The speech was impressive and you could hear the sound of a needle if one had dropped it at that time. The most sensational moment was the end of the speech when Mr. Bremer used a famous Arab emotional poem. The poem was for a famous Arab poet who said it while leaving Baghdad. Al-Jazeera had put an interpreter who tried to translate even the Arabic poem which Mr. Bremer was telling in a fair Arabic! “Let this damned interpreter shut up. We want to hear what the man is saying” One of my colloquies shouted. The scene was very touching that the guy sitting next to me (who used to sympathize with Muqtada) said “He’s going to make me cry!”

Then he finished his speech by saying in Arabic,”A’ash Al-Iraq, A’ash Al-Iraq, A’ash Al-Iraq”! (Long live Iraq, Long live Iraq, long live Iraq).

I was deeply moved by this great man’s words but I couldn’t prevent myself from watching the effect of his words on my friends who some of them were anti-Americans and some were skeptic, although some of them have always shared my optimism. I found that they were touched even more deeply than I was. I turned to one friend who was a committed She’at and who distrusted America all the way. He looked as if he was bewitched, and I asked him, “So, what do you think of this man? Do you still consider him an invader?” My friend smiled, still touched and said, “Absolutely not! He brought tears to my eyes. God bless him.”

Another friend approached me. This one was not religious but he was one of the conspiracy theory believers. He put his hands on my shoulders and said smiling, “I must admit that I’m beginning to believe in what you’ve been telling us for months and I’m beginning to have faith in America.
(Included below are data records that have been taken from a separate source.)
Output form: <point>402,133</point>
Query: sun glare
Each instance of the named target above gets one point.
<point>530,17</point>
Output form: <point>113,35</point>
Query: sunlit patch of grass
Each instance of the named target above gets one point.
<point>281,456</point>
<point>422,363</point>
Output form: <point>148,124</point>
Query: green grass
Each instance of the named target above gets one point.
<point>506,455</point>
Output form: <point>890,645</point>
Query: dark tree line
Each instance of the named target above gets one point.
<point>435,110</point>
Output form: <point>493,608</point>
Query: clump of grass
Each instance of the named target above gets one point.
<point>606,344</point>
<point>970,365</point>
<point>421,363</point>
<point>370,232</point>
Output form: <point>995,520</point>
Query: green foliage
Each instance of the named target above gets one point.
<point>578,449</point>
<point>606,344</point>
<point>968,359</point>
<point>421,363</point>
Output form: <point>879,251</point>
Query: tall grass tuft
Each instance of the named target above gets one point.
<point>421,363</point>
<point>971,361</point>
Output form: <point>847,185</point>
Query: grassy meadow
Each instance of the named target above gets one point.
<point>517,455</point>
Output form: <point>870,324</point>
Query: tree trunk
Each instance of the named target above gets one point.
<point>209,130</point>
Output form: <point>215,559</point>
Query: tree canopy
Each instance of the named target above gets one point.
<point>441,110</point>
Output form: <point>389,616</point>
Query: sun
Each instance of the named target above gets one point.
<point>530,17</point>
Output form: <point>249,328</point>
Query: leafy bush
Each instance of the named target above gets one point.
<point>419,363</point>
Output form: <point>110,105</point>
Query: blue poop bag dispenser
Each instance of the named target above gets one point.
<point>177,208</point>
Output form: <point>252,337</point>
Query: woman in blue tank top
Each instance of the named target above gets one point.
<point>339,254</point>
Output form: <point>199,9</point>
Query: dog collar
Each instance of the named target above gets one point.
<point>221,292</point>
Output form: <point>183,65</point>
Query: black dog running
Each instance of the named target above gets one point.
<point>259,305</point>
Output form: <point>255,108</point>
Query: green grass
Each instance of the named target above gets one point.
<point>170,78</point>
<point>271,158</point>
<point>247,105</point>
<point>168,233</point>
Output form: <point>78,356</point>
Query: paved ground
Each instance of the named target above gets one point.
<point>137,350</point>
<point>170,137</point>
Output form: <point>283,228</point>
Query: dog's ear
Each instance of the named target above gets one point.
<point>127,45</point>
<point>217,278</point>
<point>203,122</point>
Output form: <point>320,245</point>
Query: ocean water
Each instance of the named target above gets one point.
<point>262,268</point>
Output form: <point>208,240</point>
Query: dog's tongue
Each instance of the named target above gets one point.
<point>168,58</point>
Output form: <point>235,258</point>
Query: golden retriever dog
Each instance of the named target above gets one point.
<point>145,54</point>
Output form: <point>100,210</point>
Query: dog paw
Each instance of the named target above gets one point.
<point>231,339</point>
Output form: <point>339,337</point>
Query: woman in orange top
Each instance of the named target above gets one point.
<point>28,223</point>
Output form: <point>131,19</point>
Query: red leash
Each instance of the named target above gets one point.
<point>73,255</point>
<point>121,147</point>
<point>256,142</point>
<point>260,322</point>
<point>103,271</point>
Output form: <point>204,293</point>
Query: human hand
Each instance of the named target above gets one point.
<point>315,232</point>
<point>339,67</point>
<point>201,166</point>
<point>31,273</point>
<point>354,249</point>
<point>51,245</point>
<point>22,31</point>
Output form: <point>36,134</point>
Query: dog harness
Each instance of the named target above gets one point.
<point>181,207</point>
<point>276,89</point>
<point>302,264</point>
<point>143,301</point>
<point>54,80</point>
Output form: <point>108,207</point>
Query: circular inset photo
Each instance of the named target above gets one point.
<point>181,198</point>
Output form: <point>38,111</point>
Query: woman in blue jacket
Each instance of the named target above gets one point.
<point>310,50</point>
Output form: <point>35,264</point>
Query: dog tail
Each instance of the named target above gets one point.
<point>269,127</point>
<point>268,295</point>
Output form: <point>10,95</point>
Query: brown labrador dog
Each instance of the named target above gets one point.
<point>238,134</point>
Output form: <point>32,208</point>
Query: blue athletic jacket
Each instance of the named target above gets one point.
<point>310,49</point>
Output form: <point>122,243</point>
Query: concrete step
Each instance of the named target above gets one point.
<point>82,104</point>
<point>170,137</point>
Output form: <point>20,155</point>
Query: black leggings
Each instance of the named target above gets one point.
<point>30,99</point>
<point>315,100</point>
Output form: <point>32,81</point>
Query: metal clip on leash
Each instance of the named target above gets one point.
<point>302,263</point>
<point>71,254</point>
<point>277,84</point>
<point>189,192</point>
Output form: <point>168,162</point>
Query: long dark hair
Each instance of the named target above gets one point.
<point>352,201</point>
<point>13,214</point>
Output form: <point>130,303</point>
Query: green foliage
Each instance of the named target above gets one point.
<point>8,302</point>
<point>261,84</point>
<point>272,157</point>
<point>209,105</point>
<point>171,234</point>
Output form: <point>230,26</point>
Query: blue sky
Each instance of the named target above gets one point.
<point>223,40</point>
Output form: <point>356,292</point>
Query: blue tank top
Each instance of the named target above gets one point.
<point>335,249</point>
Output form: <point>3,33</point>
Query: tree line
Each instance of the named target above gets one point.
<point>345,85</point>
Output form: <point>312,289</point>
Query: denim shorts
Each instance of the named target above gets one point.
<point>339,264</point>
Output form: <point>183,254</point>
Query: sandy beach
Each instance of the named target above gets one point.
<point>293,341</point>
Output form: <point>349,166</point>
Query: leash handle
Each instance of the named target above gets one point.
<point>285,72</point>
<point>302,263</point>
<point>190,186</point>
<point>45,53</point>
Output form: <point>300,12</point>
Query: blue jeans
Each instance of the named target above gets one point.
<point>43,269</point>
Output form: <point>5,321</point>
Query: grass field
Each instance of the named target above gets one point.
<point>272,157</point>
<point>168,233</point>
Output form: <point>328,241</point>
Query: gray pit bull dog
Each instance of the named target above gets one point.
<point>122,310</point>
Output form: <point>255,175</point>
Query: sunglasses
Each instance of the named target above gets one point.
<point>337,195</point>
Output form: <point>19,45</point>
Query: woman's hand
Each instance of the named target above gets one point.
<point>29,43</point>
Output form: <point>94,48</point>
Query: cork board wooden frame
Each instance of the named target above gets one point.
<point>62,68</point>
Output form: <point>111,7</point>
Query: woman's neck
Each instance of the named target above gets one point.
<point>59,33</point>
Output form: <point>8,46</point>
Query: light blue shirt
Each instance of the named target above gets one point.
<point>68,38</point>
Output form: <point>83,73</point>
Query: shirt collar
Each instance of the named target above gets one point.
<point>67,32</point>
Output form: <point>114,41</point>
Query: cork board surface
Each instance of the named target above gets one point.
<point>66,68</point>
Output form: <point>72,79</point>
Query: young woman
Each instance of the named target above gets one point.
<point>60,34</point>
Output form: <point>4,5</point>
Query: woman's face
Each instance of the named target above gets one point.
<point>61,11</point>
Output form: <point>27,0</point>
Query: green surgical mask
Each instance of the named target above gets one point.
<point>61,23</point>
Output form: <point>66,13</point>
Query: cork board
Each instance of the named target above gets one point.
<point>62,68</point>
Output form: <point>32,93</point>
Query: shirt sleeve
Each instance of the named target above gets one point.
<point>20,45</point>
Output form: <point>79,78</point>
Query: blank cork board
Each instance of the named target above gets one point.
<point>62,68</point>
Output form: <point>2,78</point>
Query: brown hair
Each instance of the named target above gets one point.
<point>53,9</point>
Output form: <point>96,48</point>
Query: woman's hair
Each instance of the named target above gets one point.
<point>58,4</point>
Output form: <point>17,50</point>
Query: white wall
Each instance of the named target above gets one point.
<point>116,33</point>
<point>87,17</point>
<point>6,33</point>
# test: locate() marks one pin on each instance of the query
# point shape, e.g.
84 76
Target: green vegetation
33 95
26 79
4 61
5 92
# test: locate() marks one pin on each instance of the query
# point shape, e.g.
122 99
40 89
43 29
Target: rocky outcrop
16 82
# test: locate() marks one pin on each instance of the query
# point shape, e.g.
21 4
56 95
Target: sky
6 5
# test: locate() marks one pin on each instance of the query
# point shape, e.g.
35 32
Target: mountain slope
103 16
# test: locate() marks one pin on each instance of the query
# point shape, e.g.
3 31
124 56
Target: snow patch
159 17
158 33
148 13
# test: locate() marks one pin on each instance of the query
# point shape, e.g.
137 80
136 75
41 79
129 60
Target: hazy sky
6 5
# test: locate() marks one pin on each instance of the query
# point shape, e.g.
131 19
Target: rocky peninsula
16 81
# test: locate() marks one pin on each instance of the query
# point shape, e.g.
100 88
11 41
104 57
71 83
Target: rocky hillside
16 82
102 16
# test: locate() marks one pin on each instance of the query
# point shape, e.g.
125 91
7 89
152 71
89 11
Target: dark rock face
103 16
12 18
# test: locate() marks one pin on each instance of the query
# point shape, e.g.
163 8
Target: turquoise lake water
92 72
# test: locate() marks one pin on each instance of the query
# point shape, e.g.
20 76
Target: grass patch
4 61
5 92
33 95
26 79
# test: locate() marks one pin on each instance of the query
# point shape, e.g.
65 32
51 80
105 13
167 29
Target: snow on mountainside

I never thought that they will hand us sovereignty in time. These people have shown that they keep their promises.”
As always, I just thought you'd like to know what your media won't show you if they can help it.

Click through and read his entire piece.

UPDATE: Here is someone who says it all much better than I can.
Not to pick on Sherman, but she's a convenient example of how schadenfreude sometimes masquerades as diplomacy. Loosely translated, here's what Sherman was really saying:

Bush overthrew a brutal dictatorship; arrested and detained Saddam Hussein, soon to be handed over to Iraqi courts; killed the tyrant's murderous sons; restored or invented infrastructure while safeguarding Iraq's oil wells; and created and installed a new provisional government in just over a year following 13 chaotic months of insurgent attacks, with little international support and daily assaults by the media and the far left, while apparently preventing new terror attacks on American soil.

But he's got to go. Why? Well, because he's a Republican.

Even as I type, a CNN Insta-poll says a majority of Americans have little faith in Iraq's future. Yet another recent poll of 2,200 Iraqi households by an Iraqi firm offers a different perspective: Half of Iraqis interviewed believe Iraq is headed in the right direction; 65 percent think Iraq will be better off a year from now; 73 percent "believe the handover of authority to the Interim government will improve the current situation."

Such optimism following decades of tyranny, war and terror may be explained several ways, including the fact that Iraqis lived the war rather than had it interpreted for them by the American media. And possibly, they've caught wind of their reborn nation's new administrative law, which establishes inter alia that the people of Iraq are sovereign and free with rights of free expression, justice, thought and conscience.

Pretty heady stuff. Maybe the word will spread to others who need to hear it, including many in the United States.